What does it mean when we say a probability of a hypothesis and how to derive the formula?

32 Views Asked by At

I am reading Solomon Kullback's information theory and statistics and find myself puzzled by how on page 17 he derives the conditional probability of a certain hypothesis conditional on the observed variable of the data

$$P\left(H_{i} \mid x\right)=\frac{P\left(H_{i}\right) f_{i}(x)}{P\left(H_{1}\right) f_{1}(x)+P\left(H_{2}\right) f_{2}(x)}[\lambda],$$

where $H_{i}, i=1,2,$ is the hypothesis that $X$ is from the statistical population with probability measure $\mu_i$. $f_i$ is defined previously as the generalized probability density: considering probability space $\left(\mathscr{X}, \mathscr{S}, \mu_{i}\right), i=1,2$, assmes $\mu_1$ and $\mu_2$ are absolutely continuous wrt one another, denoted as $\mu_{1} \equiv \mu_{2}$, let $\lambda$ be another probability measure such that $\lambda \equiv \mu_{1}, \lambda \equiv \mu_{2}$, then by Radon-Nikodym theorem there exists function $f_i(x), i =1,2$ called generalized probability density unique up to set of probability 0 in $\lambda$, measurable $\lambda$, $0<f_{i}(x)<\infty[\lambda], i = 1,2$ such that $$\mu_{i}(E)=\int_{E} f_{i}(x) d \lambda(x), \quad i=1,2$$ for all $E \in \mathscr{S}$. Symbol $[\lambda]$ mean statement is true except for set E such that $\lambda(E)=0$ (I don't know why we need this...)

However if we apply the Baye's theorem:

$$P\left(H_{i} \mid x\right)=\frac{P\left(x \mid H_i\right) P\left(H_{i}\right)}{\sum P\left(x \mid H_{i}\right) P\left(H_{i}\right)},$$ which need further justification to $$=\frac{f_{i}(x) P(H_{i})}{\sum f_{i}(x) P\left(H_{i}\right)}$$

I don't know how this can be achieved... I am also having trouble understanding where $P$ is defined... Since in Kullback's book notation P is only introduced up to this point, I am not sure what space $P$ is defined upon.
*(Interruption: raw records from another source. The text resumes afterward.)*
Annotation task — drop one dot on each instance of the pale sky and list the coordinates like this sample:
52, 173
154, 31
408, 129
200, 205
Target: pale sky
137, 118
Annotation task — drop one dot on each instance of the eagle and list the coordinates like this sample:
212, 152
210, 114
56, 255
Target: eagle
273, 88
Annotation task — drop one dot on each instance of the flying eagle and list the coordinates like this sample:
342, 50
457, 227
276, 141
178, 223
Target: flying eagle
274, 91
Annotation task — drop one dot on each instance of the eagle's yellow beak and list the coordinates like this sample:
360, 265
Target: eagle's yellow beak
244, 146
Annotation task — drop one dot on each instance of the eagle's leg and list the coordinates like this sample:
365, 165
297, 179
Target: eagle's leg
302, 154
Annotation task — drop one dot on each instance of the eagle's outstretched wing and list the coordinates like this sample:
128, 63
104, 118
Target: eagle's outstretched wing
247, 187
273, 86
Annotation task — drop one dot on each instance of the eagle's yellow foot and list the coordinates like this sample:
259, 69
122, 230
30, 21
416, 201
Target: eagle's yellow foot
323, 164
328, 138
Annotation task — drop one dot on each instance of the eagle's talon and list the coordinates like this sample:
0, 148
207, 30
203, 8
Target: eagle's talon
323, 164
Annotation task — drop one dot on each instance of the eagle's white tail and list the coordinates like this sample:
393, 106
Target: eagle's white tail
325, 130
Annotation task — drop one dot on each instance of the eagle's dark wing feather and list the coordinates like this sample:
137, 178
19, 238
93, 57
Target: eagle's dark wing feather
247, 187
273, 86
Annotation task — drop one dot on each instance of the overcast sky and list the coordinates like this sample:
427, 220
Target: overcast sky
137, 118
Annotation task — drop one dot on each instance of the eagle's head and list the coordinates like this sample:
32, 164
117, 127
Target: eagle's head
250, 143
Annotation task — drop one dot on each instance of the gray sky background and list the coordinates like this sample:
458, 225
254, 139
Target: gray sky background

Because in my understanding we need to work with a measure space $(\Omega, \mathcal{F}, P)$ where $P$ is clearly defined. Here it seems the probability space is no longer the $\left(\mathscr{X}, \mathcal{S}, \mu_{i}\right), i=1,2$ but something else... if I don't define the space clearly I don't know what event $H_1$ and $H_2$ and what kind of set they are so $P(H_1)$ and $P(H_2)$ is well-defined...